Academic colleagues have come under great pressure to conform to the Sikh Federation’s agenda, which extends to having Sikhs counted in the next census, not merely as a religion, but also as an ethnic group. Scotland has accepted the demand
after threat of judicial review. The claim, which seems connected with the revived campaign for Khalistan, has not met with success in England
and Wales despite three rounds of judicial review mounted by the Sikh Federation against the decision of the Office for National Statistics. One wonders where the funds to support such identity politics, that includes pursuing expensive litigation, are sourced. In one case, a female Sikh academic colleague has been bullied by an MP sympathetic to the Federation because of her criticism of its demands, such that special measures had to be introduced to protect her. Remarkably, although many cannot have been unaware of the pressures brought to bear against our female colleague, no fellow Sikh academics supported her against her intimidators. Commendably, however, her own university has taken measures to shield her.
An immediate and pressing problem is the way in which schools are now coming under the sway of insidious elements on the false pretext of fighting for human rights in India. The radicalisation of schoolchildren, their grooming to adopt the discourse and agenda of these elements, and their being used as shields by them, should be a cause of national concern.

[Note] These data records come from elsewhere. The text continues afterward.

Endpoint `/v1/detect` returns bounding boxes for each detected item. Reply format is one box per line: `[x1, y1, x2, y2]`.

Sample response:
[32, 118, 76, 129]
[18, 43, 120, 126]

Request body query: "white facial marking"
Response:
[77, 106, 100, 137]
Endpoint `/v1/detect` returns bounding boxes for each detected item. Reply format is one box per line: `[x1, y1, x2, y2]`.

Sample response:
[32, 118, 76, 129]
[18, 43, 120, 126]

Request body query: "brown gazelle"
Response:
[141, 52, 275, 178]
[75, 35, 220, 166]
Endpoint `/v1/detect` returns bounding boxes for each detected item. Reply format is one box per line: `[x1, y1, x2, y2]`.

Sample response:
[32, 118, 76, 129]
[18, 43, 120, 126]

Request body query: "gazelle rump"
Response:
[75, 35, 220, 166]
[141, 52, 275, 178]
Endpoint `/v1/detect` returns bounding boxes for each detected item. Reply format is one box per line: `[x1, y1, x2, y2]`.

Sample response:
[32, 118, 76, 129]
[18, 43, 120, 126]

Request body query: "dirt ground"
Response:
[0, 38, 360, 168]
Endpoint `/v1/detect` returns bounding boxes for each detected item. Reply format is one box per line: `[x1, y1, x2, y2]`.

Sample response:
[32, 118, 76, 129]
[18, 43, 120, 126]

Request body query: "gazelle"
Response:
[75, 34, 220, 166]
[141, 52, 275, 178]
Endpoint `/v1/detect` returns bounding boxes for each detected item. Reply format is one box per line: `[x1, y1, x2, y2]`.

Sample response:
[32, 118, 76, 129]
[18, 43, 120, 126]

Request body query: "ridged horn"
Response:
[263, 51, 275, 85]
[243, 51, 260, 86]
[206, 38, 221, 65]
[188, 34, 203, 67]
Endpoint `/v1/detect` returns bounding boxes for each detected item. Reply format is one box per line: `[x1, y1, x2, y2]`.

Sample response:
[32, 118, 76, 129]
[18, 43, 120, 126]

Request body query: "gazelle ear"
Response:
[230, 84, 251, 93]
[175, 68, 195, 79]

Schools have statutory duties to inform the local authorities and the police that children are being placed under pressure to circulate letters within schools covering political issues of which they could have no comprehension. However, schools are also issuing such letters to all parents, thus spreading the material and giving it their imprimatur, which other children would find difficult to reject and which creates negative prejudices of India the minds of pupils. There are evident concerns about how parents or anybody else responsible for the children, who couldn’t possibly have drafted such letters themselves, are pushing the children to adopt their dubious agenda of untruths. Concerns arise under the children’s legislation, the law on terrorism, as well as charity law. At least one Sikh school from which letters have emerged is part of a larger network of voluntary aided faith schools, once again raising the problem of how faith schools can become vehicles for spreading divisive and false material. It may be that the schools in question should come under investigation, as have some schools that were caught promoting Islamic extremism. Here is another Trojan horse
in the making.
The U.K. government must be presumed to be in possession of the relevant intelligence in order to take appropriate action against these insidious elements. Indo-British tensions were allowed to fester during the 1980s, and criminal elements allowed to create fear, because of the British government’s foot-dragging. Matters have once again slipped out of the British government’s control and the sooner this genie is put back into the bottle, the earlier we can all breathe a sigh of relief.
(The writer is a Reader in Culture and Law at Queen Mary, University of London.)